R/detect.R
In carlopacioni/amplicR: An R package to process amplicon data
Defines functions
detect
Documented in
detect
#' Detect a reference sequence
#'
#' \code{detect} takes in either the output of \code{data.proc}, or load it up
#' from a .rda file, and compare the sequences with a reference sequence
#' reporting the number of mismatch using \code{srdistance} from the package
#' \code{\link[ShortRead]{ShortRead}}.
#'
#' The output from \code{data.proc} can be passed with \code{data}. If no data
#' is passed to \code{detect}, then it will load the .rda file passed with
#' \code{rda.in}. If \code{rda.in=NULL}, then an interactive window will open to
#' select the location of the file.
#'
#' If both \code{dir.out=NULL} and \code{rda.in=NULL}, then the path where to
#' save the results will be asked with an interactive window. If the .rda file
#' path is provided, then the folder where .rda is located will be selected as
#' output folder.
#'
#' A summary of the number of sequences found and the minimum number of mismatch
#' within each sample is returned as \code{matrix}, for each reference sequence,
#' with the same layout as the
#' sequence table. There will be as many tables as the length of the character
#' vector passed with \code{ref_seqs}. These results are also written to disk as
#' text files along with the alignments of the sequences provided with the
#' reference sequence (in the folder "Final_alns"). The alignments are built using
#' \code{PairwiseAlignments} from the package \code{Biostrings}.
#'
#' Lastly a detect_table is returned (and written to disk) where each row is a
#' sequence with the number of mismatch with each reference sequence (columns).

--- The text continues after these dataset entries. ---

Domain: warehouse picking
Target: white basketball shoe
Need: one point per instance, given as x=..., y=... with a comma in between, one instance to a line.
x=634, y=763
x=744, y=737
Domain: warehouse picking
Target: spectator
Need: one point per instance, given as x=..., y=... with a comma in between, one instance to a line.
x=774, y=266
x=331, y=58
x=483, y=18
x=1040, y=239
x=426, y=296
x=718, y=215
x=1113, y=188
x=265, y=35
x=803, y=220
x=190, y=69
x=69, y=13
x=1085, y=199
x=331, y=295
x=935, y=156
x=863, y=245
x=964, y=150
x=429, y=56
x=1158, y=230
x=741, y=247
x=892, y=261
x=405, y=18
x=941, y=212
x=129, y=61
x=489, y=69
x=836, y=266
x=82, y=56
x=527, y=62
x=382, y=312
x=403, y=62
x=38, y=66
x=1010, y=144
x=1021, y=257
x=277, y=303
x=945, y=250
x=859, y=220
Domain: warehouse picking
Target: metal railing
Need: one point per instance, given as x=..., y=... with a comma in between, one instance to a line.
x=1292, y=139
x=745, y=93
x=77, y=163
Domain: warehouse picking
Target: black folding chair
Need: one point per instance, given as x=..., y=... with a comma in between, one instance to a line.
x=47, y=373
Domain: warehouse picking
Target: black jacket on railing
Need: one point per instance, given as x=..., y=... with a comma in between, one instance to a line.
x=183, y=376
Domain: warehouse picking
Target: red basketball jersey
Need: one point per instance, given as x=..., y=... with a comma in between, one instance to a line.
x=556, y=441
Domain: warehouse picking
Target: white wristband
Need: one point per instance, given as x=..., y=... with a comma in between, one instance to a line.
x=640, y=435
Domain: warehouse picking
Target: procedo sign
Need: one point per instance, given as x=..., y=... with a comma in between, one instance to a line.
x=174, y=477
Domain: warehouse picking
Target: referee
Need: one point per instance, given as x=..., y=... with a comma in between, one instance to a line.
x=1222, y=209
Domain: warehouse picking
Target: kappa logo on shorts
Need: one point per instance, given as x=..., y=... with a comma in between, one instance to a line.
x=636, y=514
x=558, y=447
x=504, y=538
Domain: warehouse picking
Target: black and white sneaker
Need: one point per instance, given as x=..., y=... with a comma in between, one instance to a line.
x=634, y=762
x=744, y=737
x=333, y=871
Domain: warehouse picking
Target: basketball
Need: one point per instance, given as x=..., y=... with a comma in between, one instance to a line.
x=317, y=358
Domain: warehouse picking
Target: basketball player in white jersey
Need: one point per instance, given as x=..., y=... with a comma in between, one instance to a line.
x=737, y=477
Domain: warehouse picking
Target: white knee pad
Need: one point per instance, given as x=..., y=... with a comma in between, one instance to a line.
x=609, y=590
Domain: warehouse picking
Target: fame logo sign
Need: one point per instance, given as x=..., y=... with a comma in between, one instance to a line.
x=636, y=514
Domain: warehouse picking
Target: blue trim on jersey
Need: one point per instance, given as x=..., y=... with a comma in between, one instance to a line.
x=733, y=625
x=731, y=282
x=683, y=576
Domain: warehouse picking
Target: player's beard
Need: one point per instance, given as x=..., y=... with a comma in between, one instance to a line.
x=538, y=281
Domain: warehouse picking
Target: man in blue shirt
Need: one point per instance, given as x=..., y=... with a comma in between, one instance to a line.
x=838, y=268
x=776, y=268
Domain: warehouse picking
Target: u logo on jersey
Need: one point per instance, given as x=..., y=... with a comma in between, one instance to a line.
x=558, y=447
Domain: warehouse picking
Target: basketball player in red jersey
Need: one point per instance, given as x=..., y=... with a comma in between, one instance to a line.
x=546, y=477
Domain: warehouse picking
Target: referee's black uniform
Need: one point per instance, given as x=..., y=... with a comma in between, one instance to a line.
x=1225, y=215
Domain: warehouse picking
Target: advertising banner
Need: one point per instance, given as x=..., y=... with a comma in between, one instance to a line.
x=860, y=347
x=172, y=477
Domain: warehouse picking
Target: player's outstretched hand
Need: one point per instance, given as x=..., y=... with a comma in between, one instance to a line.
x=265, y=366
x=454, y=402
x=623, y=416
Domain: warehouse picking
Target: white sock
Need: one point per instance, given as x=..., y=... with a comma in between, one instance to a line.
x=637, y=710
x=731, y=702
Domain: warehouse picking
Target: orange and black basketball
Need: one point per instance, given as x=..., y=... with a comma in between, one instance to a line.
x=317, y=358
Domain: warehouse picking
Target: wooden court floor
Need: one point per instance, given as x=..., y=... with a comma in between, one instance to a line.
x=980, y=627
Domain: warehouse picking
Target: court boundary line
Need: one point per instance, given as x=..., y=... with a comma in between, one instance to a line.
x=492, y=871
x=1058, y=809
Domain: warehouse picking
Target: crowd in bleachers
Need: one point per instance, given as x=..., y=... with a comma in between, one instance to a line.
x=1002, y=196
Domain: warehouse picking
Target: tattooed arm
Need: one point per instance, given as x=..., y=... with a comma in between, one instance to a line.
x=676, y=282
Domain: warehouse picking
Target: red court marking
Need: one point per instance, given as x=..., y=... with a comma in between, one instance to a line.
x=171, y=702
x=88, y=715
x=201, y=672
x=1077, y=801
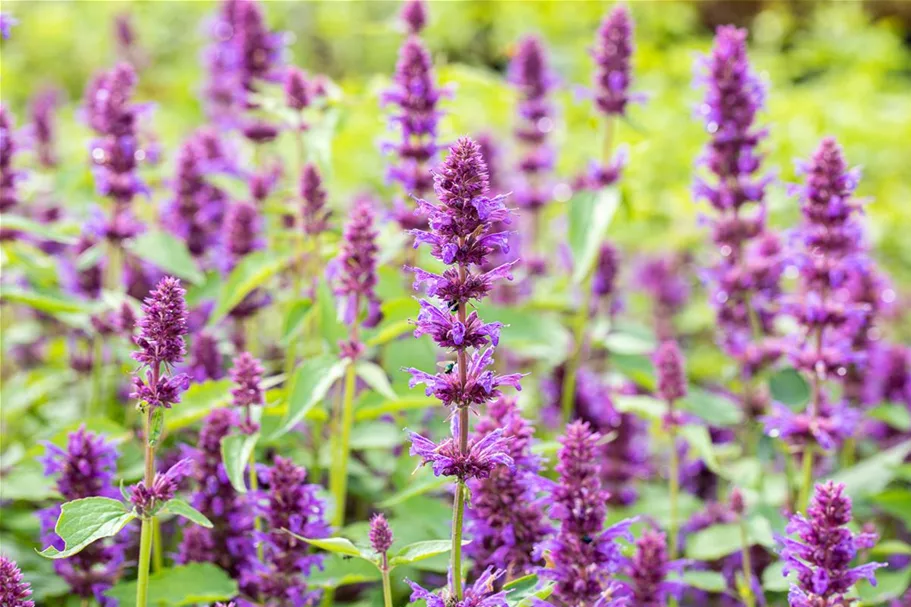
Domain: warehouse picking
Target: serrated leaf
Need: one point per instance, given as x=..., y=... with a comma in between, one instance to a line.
x=235, y=454
x=419, y=551
x=168, y=253
x=374, y=376
x=252, y=272
x=190, y=584
x=590, y=214
x=85, y=521
x=311, y=383
x=181, y=508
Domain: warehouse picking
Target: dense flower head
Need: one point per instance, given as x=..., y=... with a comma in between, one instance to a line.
x=313, y=194
x=583, y=555
x=14, y=591
x=354, y=270
x=290, y=504
x=822, y=553
x=482, y=593
x=668, y=362
x=147, y=500
x=85, y=468
x=612, y=53
x=380, y=534
x=506, y=519
x=229, y=543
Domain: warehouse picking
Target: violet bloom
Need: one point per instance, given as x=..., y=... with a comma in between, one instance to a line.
x=648, y=570
x=506, y=518
x=14, y=591
x=480, y=594
x=530, y=73
x=823, y=552
x=415, y=95
x=161, y=346
x=44, y=129
x=229, y=543
x=745, y=279
x=85, y=468
x=290, y=504
x=247, y=391
x=583, y=556
x=354, y=270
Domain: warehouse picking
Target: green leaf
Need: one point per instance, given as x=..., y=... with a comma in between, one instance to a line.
x=872, y=475
x=168, y=253
x=897, y=416
x=180, y=507
x=590, y=214
x=788, y=386
x=189, y=584
x=419, y=551
x=252, y=272
x=310, y=385
x=85, y=521
x=374, y=376
x=235, y=453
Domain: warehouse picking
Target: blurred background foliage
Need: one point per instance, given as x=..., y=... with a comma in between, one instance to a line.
x=841, y=68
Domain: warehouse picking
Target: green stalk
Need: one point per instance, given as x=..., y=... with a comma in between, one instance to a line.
x=340, y=466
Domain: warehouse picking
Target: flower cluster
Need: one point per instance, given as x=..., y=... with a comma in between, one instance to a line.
x=823, y=553
x=85, y=468
x=506, y=519
x=161, y=346
x=14, y=592
x=583, y=555
x=229, y=543
x=415, y=95
x=530, y=74
x=746, y=278
x=290, y=504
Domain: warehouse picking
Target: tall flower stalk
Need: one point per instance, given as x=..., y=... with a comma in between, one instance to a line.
x=460, y=235
x=612, y=55
x=354, y=277
x=161, y=346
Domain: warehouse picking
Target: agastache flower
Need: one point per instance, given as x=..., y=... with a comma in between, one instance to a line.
x=582, y=556
x=85, y=468
x=506, y=519
x=822, y=553
x=161, y=342
x=293, y=505
x=14, y=591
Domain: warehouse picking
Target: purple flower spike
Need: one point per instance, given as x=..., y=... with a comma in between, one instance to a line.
x=480, y=594
x=354, y=270
x=612, y=53
x=823, y=552
x=583, y=554
x=380, y=534
x=14, y=592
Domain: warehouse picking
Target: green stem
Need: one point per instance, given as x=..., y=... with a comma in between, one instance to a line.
x=674, y=487
x=340, y=465
x=458, y=513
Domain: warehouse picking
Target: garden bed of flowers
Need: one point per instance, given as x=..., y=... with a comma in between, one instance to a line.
x=477, y=304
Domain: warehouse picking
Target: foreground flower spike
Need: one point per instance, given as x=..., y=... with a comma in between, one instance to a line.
x=461, y=236
x=415, y=95
x=582, y=556
x=229, y=543
x=85, y=468
x=480, y=594
x=14, y=592
x=823, y=552
x=506, y=519
x=746, y=277
x=247, y=391
x=291, y=504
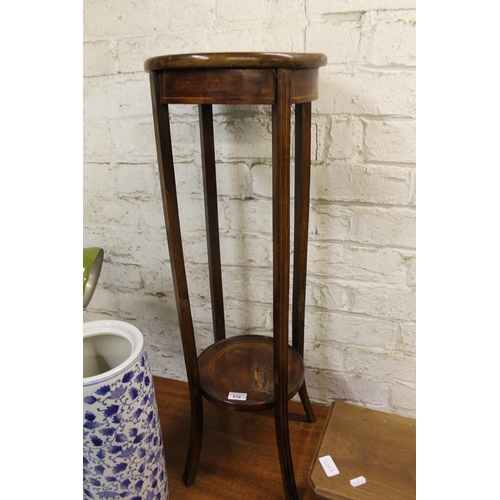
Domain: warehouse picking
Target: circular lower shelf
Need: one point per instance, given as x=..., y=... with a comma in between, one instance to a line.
x=243, y=365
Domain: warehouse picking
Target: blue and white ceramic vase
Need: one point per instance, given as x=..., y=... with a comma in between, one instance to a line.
x=123, y=454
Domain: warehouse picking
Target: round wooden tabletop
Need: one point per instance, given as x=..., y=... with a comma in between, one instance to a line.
x=243, y=365
x=236, y=60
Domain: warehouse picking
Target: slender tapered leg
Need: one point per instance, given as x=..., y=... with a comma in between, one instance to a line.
x=301, y=224
x=212, y=219
x=172, y=224
x=281, y=115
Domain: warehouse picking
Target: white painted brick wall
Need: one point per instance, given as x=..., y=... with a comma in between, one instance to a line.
x=360, y=315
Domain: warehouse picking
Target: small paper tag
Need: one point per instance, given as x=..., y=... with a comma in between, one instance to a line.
x=329, y=466
x=237, y=396
x=358, y=481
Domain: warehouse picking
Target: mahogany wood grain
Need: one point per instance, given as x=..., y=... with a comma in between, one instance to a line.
x=378, y=446
x=239, y=459
x=244, y=364
x=301, y=225
x=218, y=86
x=242, y=60
x=279, y=79
x=281, y=271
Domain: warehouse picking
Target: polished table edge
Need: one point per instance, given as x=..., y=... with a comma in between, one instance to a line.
x=241, y=60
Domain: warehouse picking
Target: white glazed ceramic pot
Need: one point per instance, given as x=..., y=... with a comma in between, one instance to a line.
x=123, y=454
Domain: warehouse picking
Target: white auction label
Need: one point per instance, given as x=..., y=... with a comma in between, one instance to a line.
x=358, y=481
x=329, y=466
x=237, y=396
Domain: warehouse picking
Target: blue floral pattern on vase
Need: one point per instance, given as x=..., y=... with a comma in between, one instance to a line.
x=123, y=454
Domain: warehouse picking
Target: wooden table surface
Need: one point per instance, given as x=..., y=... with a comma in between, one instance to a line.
x=381, y=447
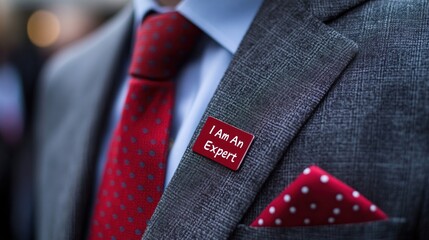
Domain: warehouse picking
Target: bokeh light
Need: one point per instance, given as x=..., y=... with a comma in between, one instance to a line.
x=43, y=28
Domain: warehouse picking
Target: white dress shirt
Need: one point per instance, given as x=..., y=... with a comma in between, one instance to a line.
x=224, y=23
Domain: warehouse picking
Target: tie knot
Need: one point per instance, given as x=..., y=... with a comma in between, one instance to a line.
x=164, y=42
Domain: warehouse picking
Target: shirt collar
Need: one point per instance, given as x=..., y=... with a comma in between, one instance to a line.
x=225, y=21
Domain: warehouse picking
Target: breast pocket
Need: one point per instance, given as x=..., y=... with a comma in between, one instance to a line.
x=380, y=230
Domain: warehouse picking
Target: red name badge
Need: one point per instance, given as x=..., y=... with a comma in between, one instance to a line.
x=223, y=143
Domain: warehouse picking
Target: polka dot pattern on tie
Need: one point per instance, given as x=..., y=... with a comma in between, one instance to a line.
x=318, y=198
x=164, y=44
x=134, y=174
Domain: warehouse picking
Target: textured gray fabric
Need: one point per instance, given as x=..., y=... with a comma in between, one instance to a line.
x=341, y=84
x=73, y=89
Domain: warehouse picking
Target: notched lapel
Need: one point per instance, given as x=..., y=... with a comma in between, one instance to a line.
x=282, y=70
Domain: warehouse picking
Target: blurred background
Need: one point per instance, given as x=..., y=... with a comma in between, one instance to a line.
x=30, y=32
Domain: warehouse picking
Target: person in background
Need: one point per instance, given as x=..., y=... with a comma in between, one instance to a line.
x=11, y=116
x=341, y=84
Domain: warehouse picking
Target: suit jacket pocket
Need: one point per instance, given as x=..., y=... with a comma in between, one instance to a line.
x=389, y=229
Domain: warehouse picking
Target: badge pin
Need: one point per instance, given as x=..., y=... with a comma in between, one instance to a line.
x=223, y=143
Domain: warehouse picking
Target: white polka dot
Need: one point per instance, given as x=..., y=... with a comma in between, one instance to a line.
x=305, y=190
x=286, y=198
x=336, y=211
x=324, y=179
x=272, y=210
x=307, y=171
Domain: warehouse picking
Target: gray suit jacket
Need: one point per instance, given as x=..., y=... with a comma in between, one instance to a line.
x=343, y=84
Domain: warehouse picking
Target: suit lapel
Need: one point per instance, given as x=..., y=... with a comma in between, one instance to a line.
x=282, y=70
x=83, y=87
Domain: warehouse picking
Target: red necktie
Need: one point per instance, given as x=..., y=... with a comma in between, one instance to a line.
x=133, y=178
x=318, y=198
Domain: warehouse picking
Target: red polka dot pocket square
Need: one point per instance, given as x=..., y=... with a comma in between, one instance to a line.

#' The first column ("nSeq_tot") is the total number of reads for each sequence.
#'
#'
#' @param data The output from \code{data.proc}
#' @param rda.in The fully qualified (i.e. including the path) name of the .rda
#' file where the output from \code{data.proc} is saved
#' @param ref_seqs A \strong{named} character vector with the reference
#' sequence(s)
#' @param dir.out The path where to save the results. If NULL and data is also
#' NULL, the directory where the .rda file is located is used. If no file path
#' is provided, an interactive windows is used to select the folder
#' @return A \code{list} with four elements:
#' \itemize{
#' \item $detect_results A list with a result table, for each reference
#' sequence, with the minimum mismatch count
#' \item $alns A list with an alignment, for each reference sequence as
#' elements, of the sequences in the sequence table with the
#' reference sequence
#' \item $detect_table A \code{data.table} with the sequence IDs as rows and
#' a column with total sequence abundance. All the other columns are
#' reference sequences. Values are the minimum number of
#' differences with the reference sequence
#' \item $call: The function call
#' }
#'
#' These results are also written to text files
#' @seealso \code{\link{data.proc}}, \code{\link[ShortRead]{srdistance}},
#' \code{\link[Biostrings]{PairwiseAlignments}}
#' @export
#' @examples
#' # Select the directory where the example data are stored
#' example.data <- system.file("extdata", "HTJ", package="amplicR")
#' # Select a temporary directory where to store the outputs
#' out <- tempdir()
#' # Process raw data
#' HTJ.test <- data.proc(example.data, out, bp=140)
#' # Referece Mycobacteriumavium subspecies paratuberculosis sequence
#' HTJ <- "CTGCGCGCCGGCGATGACATCGCAGTCGAGCTGCGCATCCTGACCAGCCGACGTTCCGATCTGGTGGCTGATCGGACCCGGGCGATCGAACCGAATGCGCGCCCAGCTGCTGGAATACTTTCGGCGCTGGAACGCGCCTT"
#' # Naming the reference sequence
#' names(HTJ) <- "HTJ"
#'
#' # Use 'detect' to verify the presence of Mycobacteriumavium subspecies
#' # paratuberculosis
#' det <- detect(HTJ.test, dir.out=out, ref_seqs=HTJ)
#'
#' # Clean up the temp directory
#' unlink(out, recursive=TRUE)
detect <- function(data=NULL, rda.in=NULL, dir.out=NULL, ref_seqs) {
#----------------------------------------------------------------------------#
if (!requireNamespace("dada2", quietly = TRUE)) {
stop("Package 'dada2' needed for this function to work. Please install it
either manually or using the function amplicR::setup().",
call. = FALSE)
}
#----------------------------------------------------------------------------#
call <- sys.call(1)
if(is.null(data)) {
if(is.null(rda.in)) {
message("Please, select the directory where data.proc output is saved (.rda file)")
rda.in <- file.choose()
}
}
if(is.null(data)) {
temp.space <- new.env()
data <- load(rda.in, temp.space)
data <- get(data, temp.space)
rm(temp.space)
}
seq_list <- data[[4]]
stable <- data[[3]]
DNAstr <- Biostrings::DNAStringSet(seq_list[, "sequence"])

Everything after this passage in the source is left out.